The North’s official trade deficit hit a record US$1 billion last year. Although that figure does not include Pyongyang’s substantial receipts for missiles, illicit drugs, and counterfeit American cash, there is, nonetheless, a shortage of foreign currency. As a consequence, the North has trouble sourcing what it needs from abroad to keep its aging industry going. In short supply are coking coal, parts, and crude oil.

And just about everything else. As Dr. Norbert Vollertsen, who provided health care in North Korea as a relief worker, has said: “I saw those children starving and dying under my hands because there’s no food, there’s no medicine, there’s no medical aid. No power supply. No running water. No soap. No sanitation at all. In winter no heating system. There is no food.”
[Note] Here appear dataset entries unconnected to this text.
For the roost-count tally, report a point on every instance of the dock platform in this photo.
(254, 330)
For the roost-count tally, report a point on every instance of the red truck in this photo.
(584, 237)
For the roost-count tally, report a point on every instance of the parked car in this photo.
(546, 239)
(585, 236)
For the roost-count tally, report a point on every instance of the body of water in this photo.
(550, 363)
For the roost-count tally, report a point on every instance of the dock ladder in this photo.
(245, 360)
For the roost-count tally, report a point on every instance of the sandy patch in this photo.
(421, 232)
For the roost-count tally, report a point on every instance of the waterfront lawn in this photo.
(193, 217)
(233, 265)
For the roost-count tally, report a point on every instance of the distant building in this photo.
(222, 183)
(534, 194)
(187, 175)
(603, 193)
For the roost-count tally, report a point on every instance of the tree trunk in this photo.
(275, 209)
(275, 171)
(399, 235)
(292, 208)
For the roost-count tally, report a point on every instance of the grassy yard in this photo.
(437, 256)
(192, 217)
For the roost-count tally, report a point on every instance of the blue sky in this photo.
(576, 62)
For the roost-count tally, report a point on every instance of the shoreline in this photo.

In China, however, the problem is just the opposite: There is too much of almost everything. Beijing says that 88 percent of industrial products are in oversupply. The country’s mild deflationary environment is further proof that markets are saturated.

Chinese leaders, hoping to grow their way out of problems, switched their emphasis from reform to development a few years back. The result, excessive building and production, is not the path to enduring prosperity. Poor government investment decisions and weak consumer confidence indicate that they made the wrong choice. Factories still produce too much. “Even when domestic demand is satisfied 10 times over and goods are stacked to the ceiling, production lines run at full tilt,” write James Kynge and Dan Roberts of the Financial Times. In the past, overproduction was mandated by planners in the Chinese capital. Now, it is the result of managers of state enterprises and private entrepreneurs, most of whom are chasing market share and few of whom fear bankruptcy. If China’s export markets sag, then over-production will only get worse in the next couple of years.
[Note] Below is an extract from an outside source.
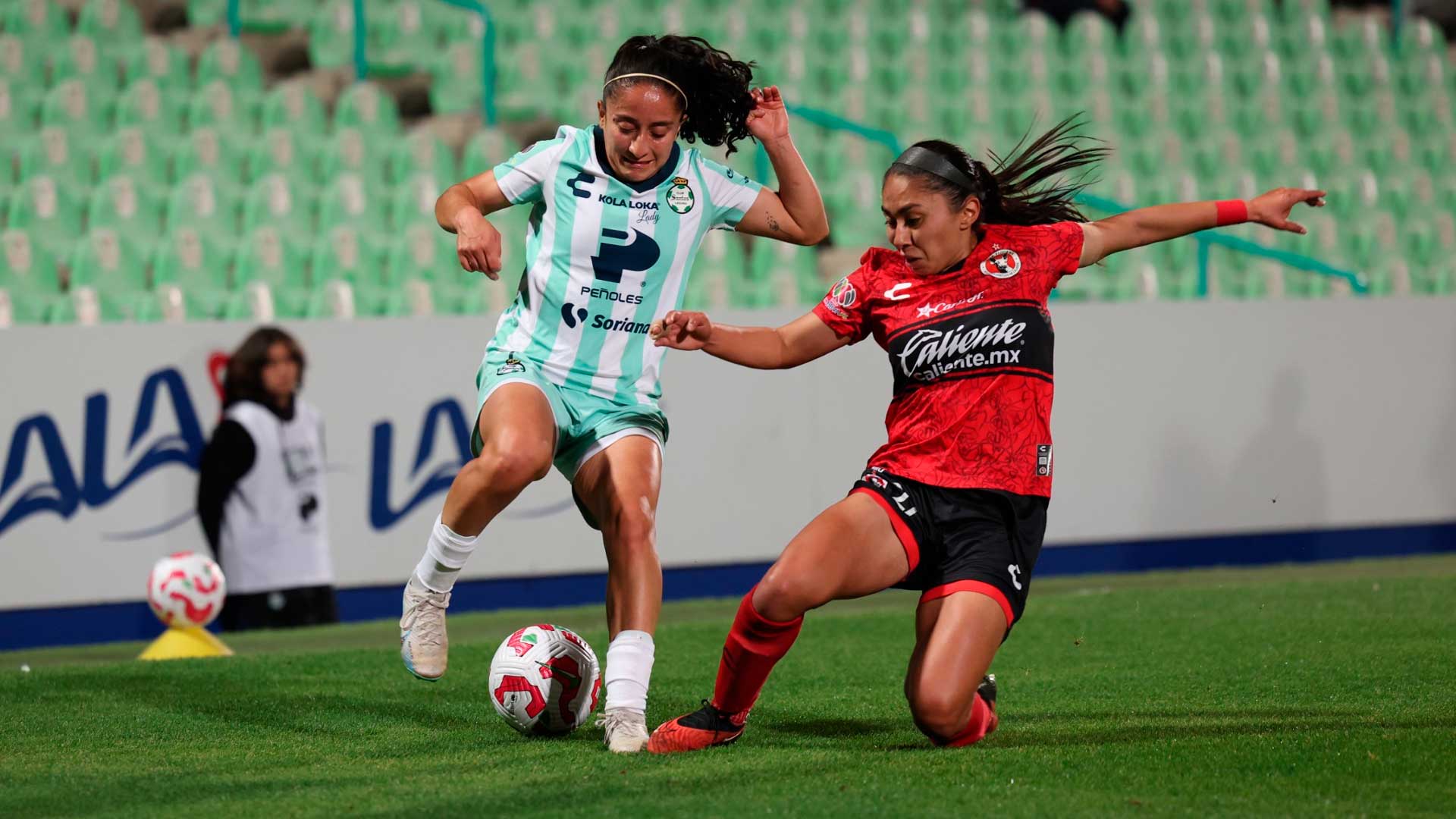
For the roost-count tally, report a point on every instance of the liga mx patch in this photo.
(1043, 460)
There is still room for growth resulting from further structural adjustment to the economy. But leaders in Beijing are finding that they have implemented just about all the easy reforms, and that most of the rest are too difficult to enact. In this time of political transition from the Third Generation of leaders to the Fourth, it is not at all clear that senior Chinese cadres will carry through on fundamental reform in the next half decade.
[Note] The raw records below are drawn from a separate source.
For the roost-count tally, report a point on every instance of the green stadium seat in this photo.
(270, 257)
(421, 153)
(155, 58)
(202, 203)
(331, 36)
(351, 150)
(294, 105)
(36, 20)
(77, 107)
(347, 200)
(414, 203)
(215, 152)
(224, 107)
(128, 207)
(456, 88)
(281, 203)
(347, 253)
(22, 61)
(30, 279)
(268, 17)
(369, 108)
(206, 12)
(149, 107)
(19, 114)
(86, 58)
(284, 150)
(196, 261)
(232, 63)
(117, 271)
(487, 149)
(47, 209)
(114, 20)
As Beijing strays further from the script when it comes to reform, large amounts of cash are building up in the economy. That is because investment outside China is severely restricted. Excess liquidity, a “tidal wave of cash” in the words of the China Economic Quarterly, is forcing bad investment decisions by the central government, banks, state enterprises, and the private sector. Too much money is chasing too many bad projects. Central government technocrats, better than anyone else, know that something must be done, but they’re doing little to solve the problem. They are promoting their qualified domestic investor scheme, but the program appears to be too small in scope and certainly too late in implementation.

If the leadership fails to permit structural change, non-performing loans will continue to accumulate in the banks. These are already at critical levels and are probably going up, not down, as Chinese leaders claim. At some point in the next five years the economy will choke on poor investments–even despite China’s government-directed economic system. At that time, the nation’s engines of growth, fiscal stimulus and exports, will fail to keep the economy on an ever upward track. Already government spending appears unsustainable, and the country’s export markets look saturated.

For authoritarians, too much–China’s problem–is almost always worse than not enough–North Korea’s situation. Both conditions can lead to economic failure, but revolutions are rarely led by the starving. Rising expectations are far more destabilizing than desperation when it comes to social cohesion.

Gordon G. Chang is the author of The Coming Collapse of China, published by Random House.